The Villain Professor's Second Chance

Chapter 784: Hope Measured in Practical Units (4)



Iron Justiciars—two hundred strong—filed from the rows of standing stones that framed the plateau's northern edge. Their polished helms already wore masks of drying salt, proof they had marched the seabed, too. Each held a flame-quencher shield: wide, ridged disks of obsidian-dark alloy treated to smother fire on contact. Their pike-points glimmered blue.

A captain at their front—crest dyed in black ink—raised his fist. "Rebels!" he bellowed across the fifty-pace gap. "Your plague has poisoned the capital! Lay down arms or face pure judgment."

Wind whisked his words into tatters, but their meaning—blame and iron—carried. Just behind Draven, a line of archers shifted uneasily, leather bowgrips creaking.

Vaelira did not parley. She lifted one gloved hand, palm outward. The signal was neither rushed nor delayed; it arrived at the exact moment when every soldier's lungs had half-filled and their muscles not yet fired.

"Now," she said, soft as snowfall.

From her satchel she drew three salvaged automata eyes, metal orbs threaded with hairline cracks. She let them fall. Halfway to the ground a charge inside each sphere flashed brilliant white. The resulting explosion produced no shrapnel, only a corona of light so intense it arrested motion. Ten of the charging Justiciars froze, mid-step, encased by shimmering cages of albino fire. Their momentum robbed, they toppled like statues, faces locked in rictus fury.

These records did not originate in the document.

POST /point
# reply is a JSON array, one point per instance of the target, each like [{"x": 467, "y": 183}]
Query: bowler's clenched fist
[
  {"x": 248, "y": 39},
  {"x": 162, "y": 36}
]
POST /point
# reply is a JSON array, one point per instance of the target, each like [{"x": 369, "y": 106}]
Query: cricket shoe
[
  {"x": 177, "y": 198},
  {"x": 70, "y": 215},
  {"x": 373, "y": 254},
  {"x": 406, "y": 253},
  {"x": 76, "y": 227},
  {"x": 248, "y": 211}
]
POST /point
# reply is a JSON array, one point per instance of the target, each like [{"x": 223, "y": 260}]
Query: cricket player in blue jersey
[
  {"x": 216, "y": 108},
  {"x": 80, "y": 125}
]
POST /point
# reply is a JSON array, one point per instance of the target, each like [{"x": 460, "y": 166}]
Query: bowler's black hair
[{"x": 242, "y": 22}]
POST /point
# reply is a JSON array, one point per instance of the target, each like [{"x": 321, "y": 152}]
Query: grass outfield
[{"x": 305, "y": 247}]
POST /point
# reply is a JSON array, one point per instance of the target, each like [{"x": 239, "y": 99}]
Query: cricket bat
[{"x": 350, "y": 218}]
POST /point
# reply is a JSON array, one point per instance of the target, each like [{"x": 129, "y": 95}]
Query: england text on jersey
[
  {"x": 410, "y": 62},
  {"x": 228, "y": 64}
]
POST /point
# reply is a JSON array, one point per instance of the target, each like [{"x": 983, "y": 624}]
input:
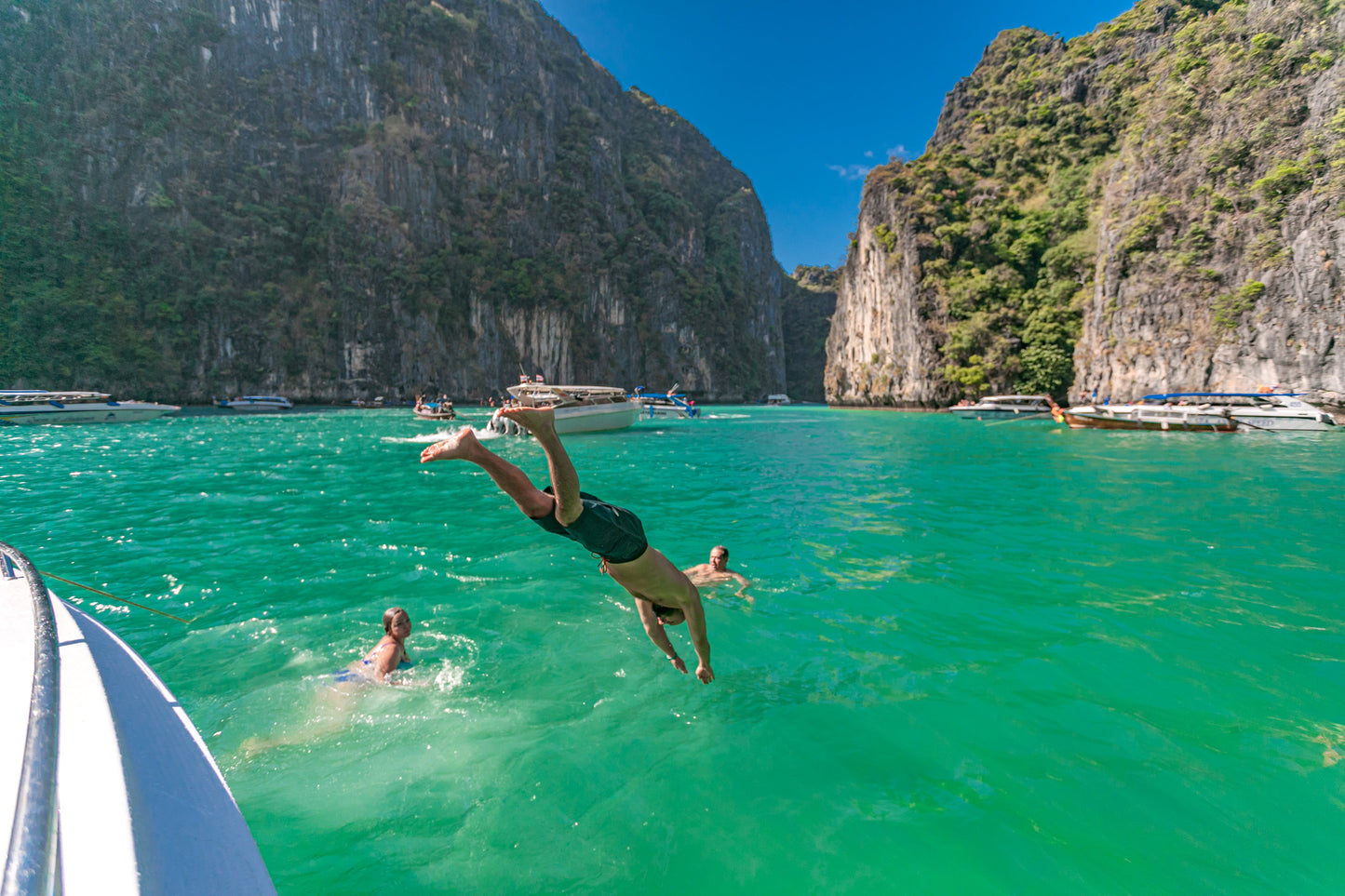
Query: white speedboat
[
  {"x": 1270, "y": 412},
  {"x": 41, "y": 407},
  {"x": 1150, "y": 416},
  {"x": 577, "y": 408},
  {"x": 257, "y": 404},
  {"x": 665, "y": 407},
  {"x": 1003, "y": 408},
  {"x": 435, "y": 410},
  {"x": 105, "y": 786}
]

A roar shattered across the ranks; first fear, then retaliatory anger. Pike lines dropped and advanced. Vaelira's skirmishers met them, slashing at the shielded bodies, darting back before the quencher surfaces could nullify torch embers hurled like sling bullets from farther behind.

In the melee haze, Edrik—the former Justiciar captain—sighted his old mentor Vrask. Vrask carried the same crescent-topped spear he'd trained Edrik with, but the man's beard held more gray now, and his eyes blazed with wounded conviction.

Neither offered greeting. Vrask lunged, spear whistling a tight arc. Edrik parried with a broadsword he gripped two-handed, sparks splintering from the meeting. They traded blows without breath for politeness—an old choreography turned lethal. Vrask's style remained textbook, perfect lines; Edrik's had grown feral, bent by necessity. Each impact resounded like a smith striking anvils in rapid fire.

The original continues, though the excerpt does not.